Overview

A Genotype-guided Study of Irinotecan Administered in Combination With 5-fluorouracil/Leucovorin (FOLFIRI) and Bevacizumab in Advanced Colorectal Cancer Patients

Status:
Completed

Trial end date:
2017-06-02

Target enrollment:
0

Participant gender:
All

Summary

This study is being done to determine the maximum dose of a certain chemotherapy drug (irinotecan) that can be tolerated as part of a combination of drugs. There is a combination of chemotherapy drugs typically used to treat cancer of the colon and rectum: 5-Flurouracil (5-FU), leucovorin, and irinotecan; the combination is known as FOLFIRI. At the present time, the Food and Drug Administration (FDA) has approved this drug combination for the treatment of cancers of the colon and rectum. The FDA has also approved the use of a drug called bevacizumab (or Avastin) in combination with FOLFIRI, and this is considered one of the standards of care for all patients with colon and rectal cancer which has spread. The best dose of irinotecan to use in the combination of FOLFIRI and bevacizumab is not known.

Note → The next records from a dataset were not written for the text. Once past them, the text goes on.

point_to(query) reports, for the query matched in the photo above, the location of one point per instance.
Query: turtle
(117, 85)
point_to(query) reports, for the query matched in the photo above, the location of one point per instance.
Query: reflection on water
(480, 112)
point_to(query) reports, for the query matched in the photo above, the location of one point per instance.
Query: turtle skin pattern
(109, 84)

Earlier studies have shown that higher doses of irinotecan can be used safely as part of the FOLFIRI combination, but it is unclear whether these same doses will be safe when bevacizumab is added to this combination.

Phase:

Phase 1

Accepts Healthy Volunteers?

Details

Lead Sponsor:

University of Chicago

Collaborator:

IRCCS Azienda Ospedaliera Universitaria San Martino - IST Istituto Nazionale per la Ricerca sul Cancro, Genoa, Italy

Treatments:

Bevacizumab
Camptothecin
Fluorouracil
Irinotecan

Criteria

Inclusion Criteria:

1. Histologically or cytologically confirmed diagnosis of metastatic colorectal
adenocarcinoma

2. No prior chemotherapy for metastatic disease

3. Age ≥18 years

4. Eastern Cooperative Oncology Group (ECOG) performance status ≤ 2 (5. Life expectancy >
3 months

5. Adequate organ function, including bone marrow (absolute neutrophil count (ANC)
≥l500/μl, haemoglobin ≥ 9g/dL, platelets ≥ 100,000/ μl); hepatic (total bilirubin <
1.6 mg/dl;SGOT and SGPT < 2.5 x upper limit of normal for patients without liver
metastases and < 5x upper limit of normal for patients with liver metastases); and
renal (serum creatinine ≤ 1.5x upper limit of normal).

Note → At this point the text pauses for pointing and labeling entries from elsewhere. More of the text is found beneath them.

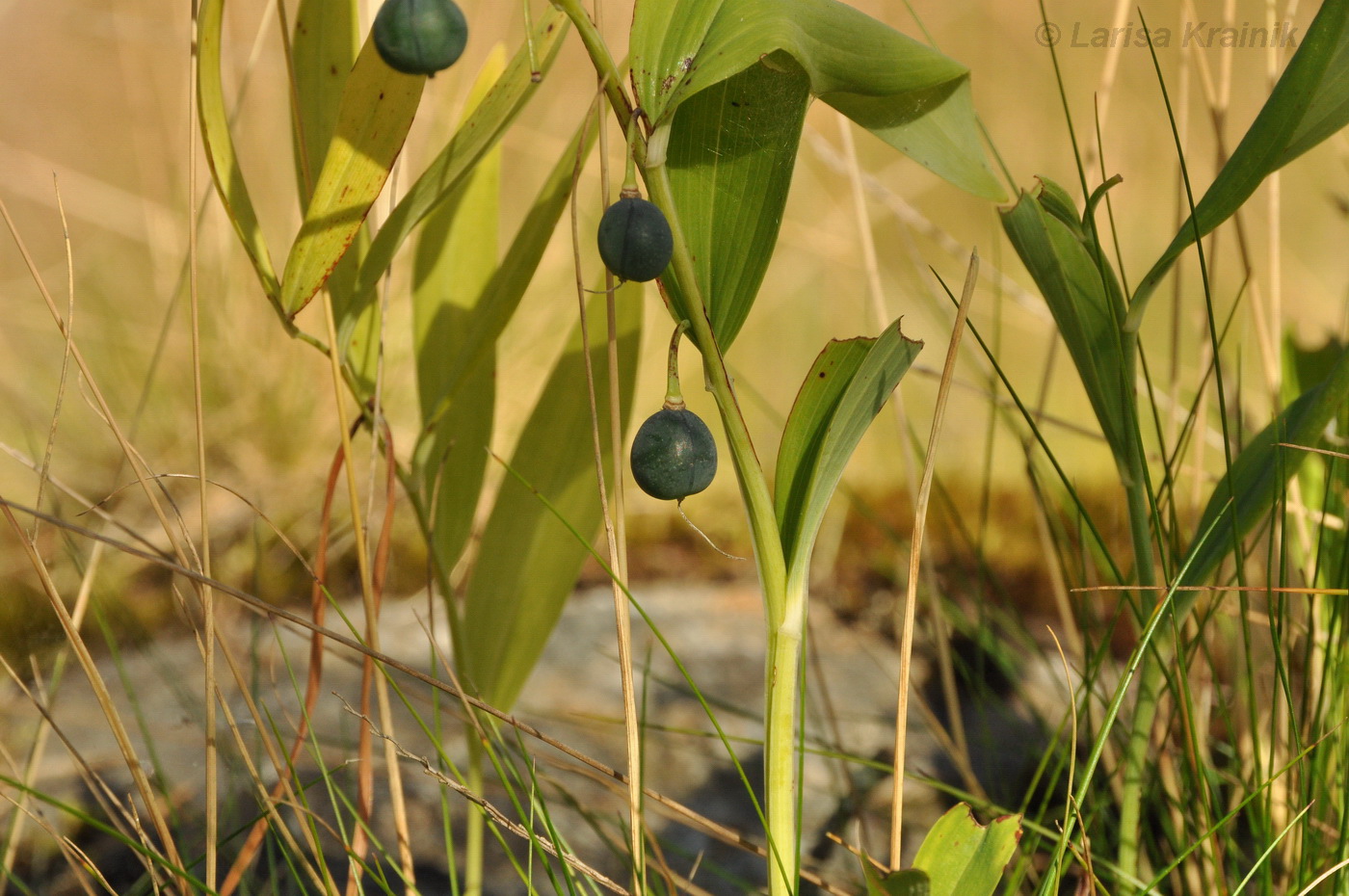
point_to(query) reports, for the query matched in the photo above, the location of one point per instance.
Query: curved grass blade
(1308, 104)
(964, 857)
(455, 262)
(374, 117)
(220, 148)
(845, 389)
(1251, 488)
(730, 162)
(904, 92)
(528, 560)
(478, 134)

6. Patients who are eligible to be registered in the study, based upon the above
criteria, will be genotyped for the UGT1A1*28 polymorphism and stratified into two
groups based on the presence of the UGT1A1*1/*1 or UGT1A1*1/*28 genotype.

7. Patients with the UGT1A1*28/*28 genotype or carriers of the other alleles (TA5 and
TA8)will be excluded.

8. For patients to be evaluable for response (a secondary end point), they must have at
least one measurable lesion as defined by RECIST (i.e., lesions that can be accurately
measured in at least one dimension with the longest diameter ≥ 20 mm using
conventional techniques or ≥ 10 mm using spiral CT scan).

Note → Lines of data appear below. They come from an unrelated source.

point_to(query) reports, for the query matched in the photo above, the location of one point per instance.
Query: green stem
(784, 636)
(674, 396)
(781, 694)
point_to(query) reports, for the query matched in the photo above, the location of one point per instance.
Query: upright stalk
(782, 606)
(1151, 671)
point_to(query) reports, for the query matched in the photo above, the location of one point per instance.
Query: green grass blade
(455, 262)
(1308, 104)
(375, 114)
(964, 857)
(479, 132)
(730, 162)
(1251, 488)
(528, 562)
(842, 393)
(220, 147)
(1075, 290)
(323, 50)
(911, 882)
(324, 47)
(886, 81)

9. Patients without measurable lesions can be included and will be evaluated only for
toxicity.

10. Signed informed consent and local IRB approval is required.

11. Women of child-bearing potential and men must agree to use adequate contraception
(hormonal or barrier method of birth control; abstinence) prior to study entry and for
the duration of study participation, up until 30 days after final study treatment.
Should a woman become pregnant or suspect that she is pregnant while participating in
this study, she should inform her treating physician immediately.

Exclusion Criteria:

1. Prior irinotecan or bevacizumab treatment

2. Inflammatory bowel disease (Crohn's disease, ulcerative colitis)

3. Diarrhea greater than grade 1

4. Bowel obstruction

5. Documented brain metastases

6. Serious active infectious disease

7. Active uncontrolled bleeding or fistulas

8. Pregnancy

9. Radiotherapy or major surgery within 4 weeks

10. Previous or concurrent malignancy, except for adequately treated basal cell or
squamous cell skin cancer, in situ cervical cancer, or any other cancer for which the
patient has been disease-free for five years.